Neil Best first worked at Newsday in 1982, then returned in 1985. His SportsWatch column debuted in 2005.
The temperature said dog days but the shadows suggested autumn when Alex Rodriguez strode to the plate at Yankee Stadium for his final at-bat on the unofficial final day of summer.
Blocking some of the sunlight between him and the mound were flags representing the Major League Baseball standings fluttering in the warm breeze.
Poetic, right? Well, the setting was, anyway.
Rodriguez grounded out in the eighth inning to finish a 1-for-5 day Monday as the Yankees beat the Orioles, 8-6, to move within a half-game of the AL East-leading Blue Jays.
But it was what came earlier, back in the fifth, that signaled that Rodriguez might just continue to shine as the shadows grow even longer in the coming weeks.
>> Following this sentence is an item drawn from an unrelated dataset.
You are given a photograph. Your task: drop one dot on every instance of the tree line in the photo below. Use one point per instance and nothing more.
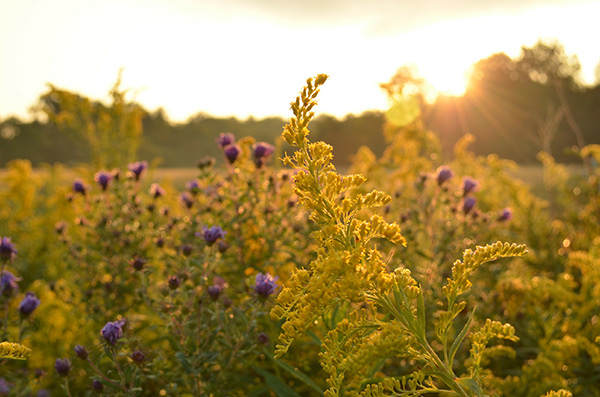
(513, 107)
With the Yankees trailing 4-2, he drove a 3-and-1 pitch from Wei-Yin Chen over the leftfield wall to jump-start what became a three-run inning when John Ryan Murphy added a two-run shot four batters later.
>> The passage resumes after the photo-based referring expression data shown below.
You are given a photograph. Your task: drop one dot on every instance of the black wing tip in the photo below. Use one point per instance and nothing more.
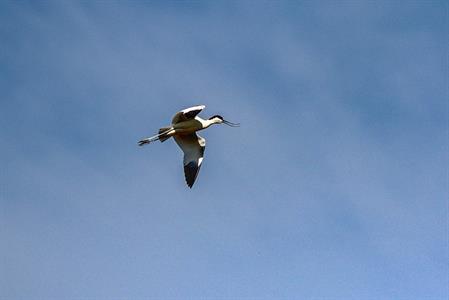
(190, 172)
(143, 142)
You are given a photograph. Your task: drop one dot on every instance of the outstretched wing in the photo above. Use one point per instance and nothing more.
(193, 147)
(187, 114)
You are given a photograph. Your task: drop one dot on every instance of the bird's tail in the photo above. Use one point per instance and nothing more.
(162, 136)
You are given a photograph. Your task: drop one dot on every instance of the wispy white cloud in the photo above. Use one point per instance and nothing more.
(336, 179)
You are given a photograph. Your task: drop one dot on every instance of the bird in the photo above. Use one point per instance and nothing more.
(183, 128)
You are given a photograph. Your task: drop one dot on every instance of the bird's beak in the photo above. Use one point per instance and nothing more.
(231, 124)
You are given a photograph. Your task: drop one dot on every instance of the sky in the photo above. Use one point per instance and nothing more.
(334, 187)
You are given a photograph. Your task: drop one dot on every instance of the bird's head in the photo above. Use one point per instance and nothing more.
(217, 119)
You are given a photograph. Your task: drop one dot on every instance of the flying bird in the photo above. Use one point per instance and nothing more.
(183, 129)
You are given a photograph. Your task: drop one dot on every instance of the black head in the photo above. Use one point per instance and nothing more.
(216, 116)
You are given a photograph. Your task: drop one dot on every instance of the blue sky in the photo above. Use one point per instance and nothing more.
(335, 186)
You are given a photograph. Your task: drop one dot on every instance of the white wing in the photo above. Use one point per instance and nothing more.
(193, 147)
(187, 114)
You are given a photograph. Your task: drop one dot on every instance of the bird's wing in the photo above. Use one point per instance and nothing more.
(193, 147)
(187, 114)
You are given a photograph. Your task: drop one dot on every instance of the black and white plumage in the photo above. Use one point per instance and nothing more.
(183, 129)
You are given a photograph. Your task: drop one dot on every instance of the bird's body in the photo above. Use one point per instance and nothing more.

Greg Bird's three-run homer in the seventh broke a 5-5 tie to win it for the Yankees, whose three home runs were hit by men of the following ages: 40, 24, 22.
Only one of those players raised widespread and justifiable concerns in August that he might be wearing down amid the long grind. But so far, so good in September.
Rodriguez has hit three home runs in his past four games after totaling two in his previous 31 games, a span in which he hit .194.
His batting average has not recovered from the swoon -- it is .256 now -- but the power that wowed all of baseball early this season seems to be back. For a team that lives and dies by the home run, that is a welcome development.
Joe Girardi said after the game that he never left A-Rod for dead in baseball terms even as many of the rest of us did.
"We knew that there might be some challenges because he's 40 years old,'' the manager said. "He hasn't played a full season in a couple of years. He's pretty much almost played every day for us except when we've been in National League ballparks.
"As I said, I thought the three days [without a start] in Atlanta [Aug. 28-30] helped and I noticed his swing was better in Boston [Aug. 31-Sept. 2], and it's just continued. We need to keep him going, though. That's the big thing. He's a big part of our lineup.''
Girardi said before the game that Rodriguez likely will need games off down the stretch, although not necessarily multiple games consecutively. He noted that when the Yankees face the Mets at DH-free Citi Field Sept. 18-20, after an off day Sept. 17, A-Rod likely will get an extended break.
Whatever Girardi decides, there seems little chance Rodriguez will complain about it publicly, in keeping with his season-long best-behavior mode. (He did not speak to reporters before or after Monday's game.)
Brett Gardner, who took the day off to rest assorted undisclosed aches and pains, said he was not concerned about Rodriguez overcoming an extended slump that for a time looked as if it might be the beginning of the end.
"When you see Alex at his best, it's hard to believe someone who's that good can struggle for an extended period of time, but everybody does it; everybody goes through it,'' he said.
"What he does and what he's been doing, I'm obviously very happy to see it, but I'm not surprised by it.''
Rodriguez's homer was his 3,054th hit, surpassing Rod Carew -- who played youth baseball on the site of the current Stadium -- for sole possession of 23rd place on the all-time list. One more home run will give him 30, tying Hank Aaron for the most 30-homer seasons in major-league history at 15.
"I think Alex is still going to be able to hit a baseball in five, 10, 20 years down the road,'' Gardner said.
For now, the Yankees would settle for two more months down the road.